Heart & Talent: A BU Terrier on what it takes to make the Frozen Four

Published On March 30, 2013 | By She's Game Sports

This is a guest post from Jill Cardella, a senior captain for the Boston University women’s ice hockey team.

Making the Frozen Four is not easy. In NCAA women’s ice hockey if you have a pretty good season, if you are consistently one of the top eight teams, or if you are playing well at the end of the season and win your conference, there is a fairly good chance you’ll make the NCAA field of eight teams. You are lucky enough to be one of a few that get to extend their season a little longer. The group that I entered Boston University with as a freshman has been able to do just that for four years in a row, thanks in large part to steady play throughout each of the four seasons.

Jill Cardella took the puck down the ice during the NCAA Tournament. (Photo courtesy of Jill Cardella)

(Photo courtesy of Jill Cardella)

On two occasions we had to win our conference to make it in, and we did, both in overtime. Those games are two of the ‘big ones’ that I have played in. They’re the sort of games that you reminisce about years later, the ones we will always remember. After you make it into the NCAA championship field, you must win another game before you get to the Frozen Four.  These games are pressure packed. Win, and you are a step closer to the National Championship. Lose, and your season is over, right then and there.

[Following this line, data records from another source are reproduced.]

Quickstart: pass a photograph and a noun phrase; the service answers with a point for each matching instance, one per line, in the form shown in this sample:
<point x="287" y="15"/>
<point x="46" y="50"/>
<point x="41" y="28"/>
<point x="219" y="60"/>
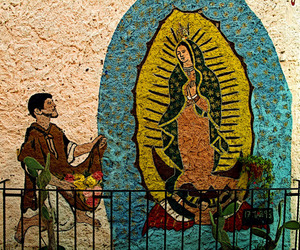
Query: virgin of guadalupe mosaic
<point x="194" y="119"/>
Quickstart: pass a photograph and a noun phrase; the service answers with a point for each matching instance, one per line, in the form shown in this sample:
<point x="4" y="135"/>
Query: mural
<point x="193" y="114"/>
<point x="188" y="87"/>
<point x="72" y="167"/>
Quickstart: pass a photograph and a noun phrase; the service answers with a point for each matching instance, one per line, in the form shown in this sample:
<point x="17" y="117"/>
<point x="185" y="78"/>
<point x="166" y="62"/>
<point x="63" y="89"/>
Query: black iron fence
<point x="270" y="217"/>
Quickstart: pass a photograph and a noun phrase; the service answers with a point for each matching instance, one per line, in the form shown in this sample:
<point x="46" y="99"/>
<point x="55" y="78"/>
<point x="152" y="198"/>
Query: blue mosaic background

In these situations, the teams that I have been on are 2-2, including, probably, the most memorable game I have or will ever play in: an 8-7 triple overtime loss to Cornell, in which both teams held three goal leads. Like I said, making the Frozen Four is not easy. In 2011 we needed to beat a Mercyhurst team filled with Olympians and national team members who were fighting to play in the Frozen Four that they were hosting in Erie, Pennsylvania. That time, we came out on the positive end, but it was not easy.

And so, this year when we beat Clarkson in the NCAA quarterfinal to earn our spot in the Frozen Four, we knew we had accomplished something we could be proud of. We also knew though, that we didn’t just want to make the Frozen Four, we wanted to win the whole thing. We had been planning on playing on March 24 for the national title since before the season started. We were excited, but also focused.

The same day that we earned our spot in the Frozen Four, our crosstown rival, Boston College did the same. In fact, they have made it the past three years and it was our second time in those three years. Though there is an intense rivalry on the ice when we play BC, there is also a sense of camaraderie and pride when you represent the same city and conference.

The Frozen Four was held in Minneapolis, Minnesota on the campus of the Minnesota Gophers, who were also in the tournament. Before our game in the semifinal against Mercyhurst, we got to watch BC play the undefeated Gophers. BC gave Minnesota everything they could handle, and even held a 1-0 lead into the second period, but ultimately, they came up short. Watching the way BC played them gave me confidence that we could give the Gophers a game if we had to play them in the final. Their perfect record didn’t matter in a one game, do or die situation.

We ended up beating Mercyhurst in the semifinal, 4-1, and we played well. Everyone was playing confidently and we knew all the work we put in over the course of the year was for that one last game on March 24.  We had practice on the Saturday before the big game, and it’s pretty awesome knowing that you are one of two teams left playing in the whole country. Everyone was loose, excited and ready to go.

On Sunday, the day was finally here. I knew it would be my last game as a Terrier, and we were prepared to leave everything on the ice. When the puck dropped the standing room only crowd was roaring, heavily favoring the hometown Gophers. We held our own, and had plenty of chances, including the first breakaway of the game.

But they scored. And then scored again. The crowd thought they would run away with their second straight national championship, but we weren’t going anywhere. We scored a few seconds later and finished the first period down 2-1. We were in good shape. After two more Gopher goals in the second period, we found ourselves down 4-1 against a team that hadn’t lost yet this season. Between the second and third periods, we looked each other in the eyes and promised that we wouldn’t stop fighting and wouldn’t give up, that we would play for one another in these last 20 minutes no matter what the score was.

And we did just that. We ended up scoring two goals in the third period, but so did they, and when the time ran out on the clock, we weren’t victorious. They scored when they needed to, and they scored more than us. We didn’t win, but I saw the heart of every single one of my teammates that day, the courage and fight to step onto the ice every single shift no matter the result on the scoreboard. Sure you need talent, because winning big games is not easy. But to be really successful you need more than that, you need that indefinable quality called ‘heart’, and after that game I have never been more proud to say I played for Boston University on a team with so much of that.